I'm reading Virginia Woolf; feels like I couldn't possibly have read her works at any other time in my life but exactly now. 

A few weeks ago I just felt like therapy wasn't helping us any more, especially not teaching me anything more. Coincidentally, things have been feeling more like our early days and years, not because of therapy but just because. I felt like the need to go to therapy, or that to fix something, was possibly misplaced. Even though it taught us things.

Getting older has been more sobering lately. There have been more than 5 people I've had conversations and connections with worth reminiscing. But yes conversation, the idea of it, the potential it holds, is limiting or is limited. So much more is said by a look, a pivoting of someone's gaze or body toward or away from me, shock and embarrassment, chuckles, and involuntary bodily reactions, ...

There's a conversation without words I have been having with someone for about 6 years now, over rare sightings a year or two apart. What will I say if I could talk? Would anything be valid be true and be sayable? Would trying to put a form to that inexplicable thing kill it in the process? There is a restless anxiety to talk and to communicate, and yet the past has taught me that I have wasted it and that it dies it's death after a futile bout of time.

There were times I wondered why he wasn't insecure of my affections, why never jealous. He said it was because I always told him things. Once he did get angry, frustrated. Makes me smile today when I think of his lack of insecurity regarding me, as he sleeps peacefully while I lie around restless in the middle of the night, reading and writing. We have both been sensible, patient, and loving, even when we couldn't make love, or I couldn't desire him. 

But also sex is more and less than everything people attribute to it.

Sunday, November 5, 2023

I haven't had the time to write about many things. about our panic and failed attempt at snorkeling in La Jolla caves in the cold pacific ocean in July. about visiting the US after five years. about mexican food and people, and swimming in cenotes - the cave pools created possibly by the impact of the meteor that erased dinosaurs from earth. about our visit to Ghana (erstwhile Gold Coast) and how the tragic history of slave trade and the opposite of anger that I saw in people's faces there has changed me, made me more humble and compassionate. how we made friends with a local cat in Elmina - the place that reminded us of Goa, both Portuguese colonies around beautiful seas - and how the owner said that locals look at you funny if they see you trying to make pets of animals. how I've started to also recognise the beauty of the glow of darker skin; how I was mistaken yet again for an Ethiopian; how I roamed about alone and random people showed me things; how some flavors in their fermented foods and meat stews were way too strong for me and made me smile while I couldn't continue to eat them. about how I felt my life's journey was taking me to places that felt like pieces of a jigsaw that told the story of America and the world, of the intertwined fates of humans, and how now I want to visit South Carolina to dig into the Gullah food and culture.  
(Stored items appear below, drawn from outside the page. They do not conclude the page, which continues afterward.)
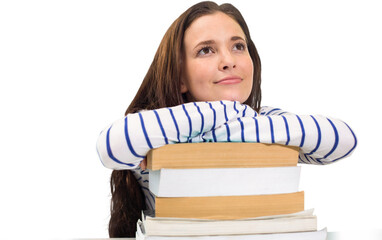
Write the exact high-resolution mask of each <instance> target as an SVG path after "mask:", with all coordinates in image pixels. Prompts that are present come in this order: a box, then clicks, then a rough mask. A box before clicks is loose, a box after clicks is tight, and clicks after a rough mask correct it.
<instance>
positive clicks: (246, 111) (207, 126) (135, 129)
mask: <svg viewBox="0 0 382 240" xmlns="http://www.w3.org/2000/svg"><path fill="white" fill-rule="evenodd" d="M254 114H255V113H254V111H253V110H252V109H250V108H249V107H248V106H246V105H242V104H240V103H239V102H232V101H216V102H196V103H194V102H192V103H187V104H182V105H179V106H175V107H169V108H161V109H157V110H148V111H142V112H139V113H134V114H128V115H127V116H126V117H124V118H123V119H120V120H118V121H116V122H114V123H113V124H112V125H111V126H110V127H108V128H106V129H105V130H104V131H102V132H101V134H100V136H99V137H98V140H97V151H98V154H99V157H100V159H101V161H102V163H103V164H104V166H105V167H108V168H111V169H134V168H136V167H137V166H138V165H139V164H140V162H141V161H142V160H143V159H144V158H145V157H146V155H147V153H148V151H149V150H150V149H152V148H158V147H161V146H164V145H166V144H172V143H185V142H202V141H205V140H204V139H203V138H202V136H203V133H204V132H213V129H215V128H216V127H217V126H222V125H224V124H225V123H226V122H228V121H230V120H232V119H237V118H238V117H243V116H250V115H252V116H253V115H254ZM212 139H213V137H212Z"/></svg>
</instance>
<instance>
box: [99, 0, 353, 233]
mask: <svg viewBox="0 0 382 240" xmlns="http://www.w3.org/2000/svg"><path fill="white" fill-rule="evenodd" d="M260 75H261V64H260V58H259V56H258V54H257V50H256V48H255V45H254V44H253V42H252V40H251V37H250V34H249V30H248V27H247V25H246V23H245V21H244V19H243V17H242V16H241V14H240V12H239V11H238V10H237V9H236V8H235V7H233V6H232V5H230V4H223V5H221V6H218V5H216V4H215V3H213V2H201V3H199V4H196V5H194V6H192V7H191V8H189V9H188V10H187V11H186V12H184V13H183V14H182V15H181V16H180V17H179V18H178V19H177V20H175V22H174V23H173V24H172V25H171V26H170V28H169V29H168V31H167V32H166V34H165V36H164V38H163V40H162V42H161V43H160V46H159V48H158V50H157V53H156V55H155V57H154V60H153V62H152V64H151V66H150V68H149V70H148V73H147V75H146V76H145V78H144V80H143V82H142V85H141V87H140V89H139V90H138V93H137V95H136V96H135V98H134V99H133V101H132V103H131V104H130V106H129V107H128V109H127V111H126V117H125V118H123V119H120V120H118V121H116V122H114V123H113V124H112V125H111V126H110V127H108V128H106V129H105V130H104V131H103V132H102V133H101V134H100V137H99V139H98V142H97V150H98V153H99V155H100V158H101V160H102V162H103V163H104V165H105V166H107V167H109V168H112V169H116V170H114V171H113V173H112V176H111V192H112V202H111V218H110V223H109V235H110V237H129V236H134V234H135V230H136V222H137V219H138V218H139V217H140V214H141V213H140V212H141V210H142V209H146V208H149V209H153V208H154V200H153V197H152V195H151V193H150V192H149V191H148V188H147V186H148V172H147V171H145V170H144V161H142V160H143V159H144V158H145V156H146V154H147V152H148V151H149V150H150V149H151V148H156V147H160V146H163V145H165V144H171V143H178V142H205V141H215V142H216V141H249V142H263V143H279V144H285V145H294V146H299V147H300V149H301V150H300V162H305V163H313V164H327V163H331V162H334V161H337V160H339V159H342V158H344V157H346V156H348V155H349V154H350V153H351V152H352V151H353V150H354V148H355V146H356V143H357V141H356V138H355V135H354V133H353V132H352V130H351V129H350V128H349V127H348V126H347V125H346V124H345V123H343V122H342V121H339V120H335V119H328V118H325V117H321V116H298V115H294V114H289V113H285V112H282V111H281V110H280V109H274V108H264V107H263V108H261V109H260V102H261V89H260V83H261V76H260ZM123 169H131V170H123ZM137 180H138V181H137ZM142 190H143V192H142Z"/></svg>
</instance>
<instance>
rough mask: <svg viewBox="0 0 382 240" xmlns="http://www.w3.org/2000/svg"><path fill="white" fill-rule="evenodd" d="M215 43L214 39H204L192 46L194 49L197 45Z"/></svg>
mask: <svg viewBox="0 0 382 240" xmlns="http://www.w3.org/2000/svg"><path fill="white" fill-rule="evenodd" d="M214 43H215V41H214V40H206V41H201V42H200V43H198V44H197V45H196V46H195V47H194V49H195V48H197V47H199V46H201V45H202V46H203V45H211V44H214Z"/></svg>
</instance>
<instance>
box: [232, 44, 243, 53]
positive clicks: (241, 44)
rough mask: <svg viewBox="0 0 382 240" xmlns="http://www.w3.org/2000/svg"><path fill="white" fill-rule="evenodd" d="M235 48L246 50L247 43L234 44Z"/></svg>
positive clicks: (234, 49) (241, 50)
mask: <svg viewBox="0 0 382 240" xmlns="http://www.w3.org/2000/svg"><path fill="white" fill-rule="evenodd" d="M233 50H238V51H244V50H245V45H244V44H243V43H236V44H235V45H234V46H233Z"/></svg>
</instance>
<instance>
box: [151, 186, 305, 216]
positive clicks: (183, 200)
mask: <svg viewBox="0 0 382 240" xmlns="http://www.w3.org/2000/svg"><path fill="white" fill-rule="evenodd" d="M303 210H304V192H303V191H301V192H295V193H283V194H269V195H247V196H221V197H155V216H156V217H179V218H202V219H239V218H253V217H260V216H271V215H280V214H289V213H295V212H300V211H303Z"/></svg>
about the apocalyptic levels of air pollution (about a week of 400plus pm2.5 and a couple more weeks forecasted) in Delhi this Oct-Nov where people are walking about without masks making you wonder whether their belief of you believing this to be harmful and hiding from it behind your masks and air purifiers is in fact your fragility and your woke-ness. about transitioning to flowy skirts as I grow older. about a slow acceptance of having aged, while airport officials in Accra still marvelled at my age (and also told me that Indian brides are in demand there because they pay good bride price; technically African ideas of bride price imply the groom's family paying the bride's, quite the opposite of dowry in India).